The 2023 results fell short of our expectations. The 1Q24 results were in line with our expectations. The company announced its 2023 and 1Q24 results. Revenue reached 38.6/760 million yuan, down 11.2%/12.3% respectively, and net profit to mother reached 405/60 million yuan, down 35%/30.6% respectively. The 23-year results were lower than our expectations, mainly due to pressure on in-hand orders caused by downstream customers leaving warehouses and insufficient terminal demand. On a quarterly basis, 1Q/2Q/3Q/4Q23 revenue was -32.5%/-2.3%/+3.2%/-7.8%, respectively, and net profit to mother was -48.4%/-34.5%/-32.5%/-25.5%, respectively.
The company plans to pay a mid-year dividend if profit is achieved in mid-24 and the cumulative undistributed profit is positive. According to the shareholder dividend return plan for the next three years (2021-2024) issued by the company, the cash dividend will not be less than 20% of the current year's distributable profit when the conditions are met, and the cumulative amount of cash dividends for any three consecutive years will not be less than 60% of the distributed profit for those three years, increasing shareholder returns.
Development trends
1. The Q1 engraving machine and Ebike are expected to achieve rapid growth, and the health environment business may be under relative pressure. Looking at Q1 revenue by product, we believe: 1) Innovative consumer electronics: With channel inventory removal and terminal sales recovery, the willingness of Circuit engraver and Ebike customers to place orders gradually picked up. Under the influence of a low base during the same period, Q1 revenue may grow rapidly. IQOS shipments are still in transition to core modules and complete machines, and short-term orders are relatively weak; 2) Intelligent control components: Logitech's revenue is expected to grow steadily when terminal demand stabilizes, and game equipment development or drive subsequent growth; 3) Automotive electronics: the company cooperates with leading customers such as Huawei and Chery Stable, electronic Products such as anti-glare rearview mirrors and control modules are expected to maintain rapid growth, and the development of categories such as anti-slip rails is expected to contribute to revenue growth; 4) The health and environment business is under year-on-year or relative pressure.

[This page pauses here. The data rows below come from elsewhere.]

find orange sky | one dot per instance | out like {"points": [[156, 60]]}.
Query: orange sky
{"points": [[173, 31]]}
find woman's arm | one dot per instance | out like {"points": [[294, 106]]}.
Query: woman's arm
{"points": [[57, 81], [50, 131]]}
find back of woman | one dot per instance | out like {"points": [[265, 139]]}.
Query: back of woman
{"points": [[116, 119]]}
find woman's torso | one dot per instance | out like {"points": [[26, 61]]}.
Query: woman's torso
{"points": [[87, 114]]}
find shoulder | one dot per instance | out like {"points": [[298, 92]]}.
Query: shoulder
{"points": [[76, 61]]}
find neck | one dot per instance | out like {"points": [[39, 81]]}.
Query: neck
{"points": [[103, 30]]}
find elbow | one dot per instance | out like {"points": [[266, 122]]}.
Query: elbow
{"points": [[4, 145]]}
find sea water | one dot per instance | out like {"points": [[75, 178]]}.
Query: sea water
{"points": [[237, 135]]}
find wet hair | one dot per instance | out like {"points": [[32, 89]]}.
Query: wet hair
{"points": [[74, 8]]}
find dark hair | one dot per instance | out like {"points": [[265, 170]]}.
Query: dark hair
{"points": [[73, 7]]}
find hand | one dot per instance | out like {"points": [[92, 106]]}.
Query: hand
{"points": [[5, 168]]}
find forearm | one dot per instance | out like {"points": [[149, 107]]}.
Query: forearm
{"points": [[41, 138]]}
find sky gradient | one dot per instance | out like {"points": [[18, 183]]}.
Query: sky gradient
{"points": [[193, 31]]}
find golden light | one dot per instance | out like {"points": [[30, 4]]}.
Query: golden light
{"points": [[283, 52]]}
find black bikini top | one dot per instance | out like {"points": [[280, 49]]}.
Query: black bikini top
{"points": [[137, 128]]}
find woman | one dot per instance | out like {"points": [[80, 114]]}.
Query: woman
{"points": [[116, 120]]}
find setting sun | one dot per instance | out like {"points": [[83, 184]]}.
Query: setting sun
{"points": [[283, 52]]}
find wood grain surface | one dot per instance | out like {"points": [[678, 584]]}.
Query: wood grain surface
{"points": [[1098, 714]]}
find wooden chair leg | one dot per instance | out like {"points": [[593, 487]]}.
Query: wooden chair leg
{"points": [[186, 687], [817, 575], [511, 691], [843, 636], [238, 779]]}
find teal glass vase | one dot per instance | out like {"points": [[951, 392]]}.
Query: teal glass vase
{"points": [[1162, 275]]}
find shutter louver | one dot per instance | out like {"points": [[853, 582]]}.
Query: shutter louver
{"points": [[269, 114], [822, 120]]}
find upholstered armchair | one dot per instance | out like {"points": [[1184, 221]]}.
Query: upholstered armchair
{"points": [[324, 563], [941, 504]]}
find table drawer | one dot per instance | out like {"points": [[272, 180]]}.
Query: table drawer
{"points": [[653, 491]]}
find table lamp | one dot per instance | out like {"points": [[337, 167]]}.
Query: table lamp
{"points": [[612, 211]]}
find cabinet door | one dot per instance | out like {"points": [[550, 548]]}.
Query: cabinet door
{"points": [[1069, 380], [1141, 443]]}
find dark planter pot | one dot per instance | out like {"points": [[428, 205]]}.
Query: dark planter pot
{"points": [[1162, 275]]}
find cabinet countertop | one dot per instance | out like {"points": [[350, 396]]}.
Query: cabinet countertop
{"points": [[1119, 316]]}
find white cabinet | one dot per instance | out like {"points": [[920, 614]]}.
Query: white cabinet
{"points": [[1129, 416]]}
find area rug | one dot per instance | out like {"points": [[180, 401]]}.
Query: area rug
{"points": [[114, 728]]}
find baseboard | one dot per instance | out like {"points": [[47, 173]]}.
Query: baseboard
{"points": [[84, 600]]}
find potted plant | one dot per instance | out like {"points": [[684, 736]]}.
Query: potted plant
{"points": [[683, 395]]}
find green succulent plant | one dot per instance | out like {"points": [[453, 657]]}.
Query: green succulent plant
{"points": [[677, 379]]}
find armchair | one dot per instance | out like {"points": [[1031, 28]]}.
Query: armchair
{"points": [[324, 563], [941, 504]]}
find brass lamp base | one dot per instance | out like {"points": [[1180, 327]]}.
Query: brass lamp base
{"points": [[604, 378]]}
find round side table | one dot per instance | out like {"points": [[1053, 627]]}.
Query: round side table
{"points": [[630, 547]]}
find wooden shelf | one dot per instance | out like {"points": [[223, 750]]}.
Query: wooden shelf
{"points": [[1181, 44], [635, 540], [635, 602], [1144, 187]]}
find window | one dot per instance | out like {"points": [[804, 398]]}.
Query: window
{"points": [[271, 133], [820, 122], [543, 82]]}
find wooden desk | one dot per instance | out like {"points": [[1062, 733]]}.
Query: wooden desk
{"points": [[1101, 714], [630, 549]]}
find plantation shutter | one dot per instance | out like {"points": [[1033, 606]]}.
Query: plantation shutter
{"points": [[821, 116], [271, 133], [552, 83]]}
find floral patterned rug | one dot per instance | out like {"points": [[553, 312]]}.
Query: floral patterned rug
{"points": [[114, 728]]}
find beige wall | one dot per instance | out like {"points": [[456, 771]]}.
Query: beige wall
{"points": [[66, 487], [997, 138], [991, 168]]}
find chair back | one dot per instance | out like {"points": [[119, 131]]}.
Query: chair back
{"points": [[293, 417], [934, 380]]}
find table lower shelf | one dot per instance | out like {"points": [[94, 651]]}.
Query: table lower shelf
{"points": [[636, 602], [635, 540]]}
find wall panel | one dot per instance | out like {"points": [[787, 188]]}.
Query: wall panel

2. Under the revenue structure adjustment, Q1 gross margin is under pressure in the short term, and attention is being paid to subsequent improvements in profitability. The gross margin of the 2023/1Q24 company achieved 30.7%/27.6%, respectively, and +0.3pp/-2.3ppt year-on-year, respectively, mainly due to revenue structure. On the cost side, the 1Q24 sales/management/R&D/finance expense ratios were +0.1/+0.4/+0.6/-3.1 ppt, respectively. The change in financial expenses was mainly due to the depreciation of the RMB against the US dollar, which brought exchange gains. Under the combined influence, the 2023/1Q24 net profit margin reached 11.7%/7.3%, down 4.3/1.9ppt. We expect that with the recovery of innovative consumer electronics orders and the successful development of new businesses, and the efficiency of domestic and overseas factory operations, the company's profitability is expected to improve in the future.
3. Focus on the 24-year order repair trend for new tobacco and other categories, and automotive electronics are expected to continue to grow rapidly. We expect that as inventory from overseas channels falls and demand progresses steadily, the engraving machine and Ebike business is expected to continue to improve; among the new types of tobacco, the company will continue to deepen cooperation with downstream customers, and revenue and profit are expected to improve; the supply of automotive electronics is booming, and the company is expected to continue to grow rapidly by relying on R&D drive and deep bonding with core customers; and new businesses such as pets and medical care are also expected to be successfully developed.
Profit forecasting and valuation
Considering that orders in some categories of the company are still under pressure, the 24-year profit forecast was lowered by 28% to 550 million yuan. For the first time, a 25-year net profit forecast of 660 million yuan was introduced. The current stock price corresponds to 21/17 times P/E for 24/25. Based on the downstream inventory consolidation driving the subsequent upward trend of in-hand orders, the industry rating was maintained, and the target price was lowered by 11% to 18.6 yuan, which corresponds to 26/22 times P/E in 24/25, with 26% upward space.
risks
Major customer orders are at risk of loss, exchange rates fluctuate greatly, and new product development falls short of expectations.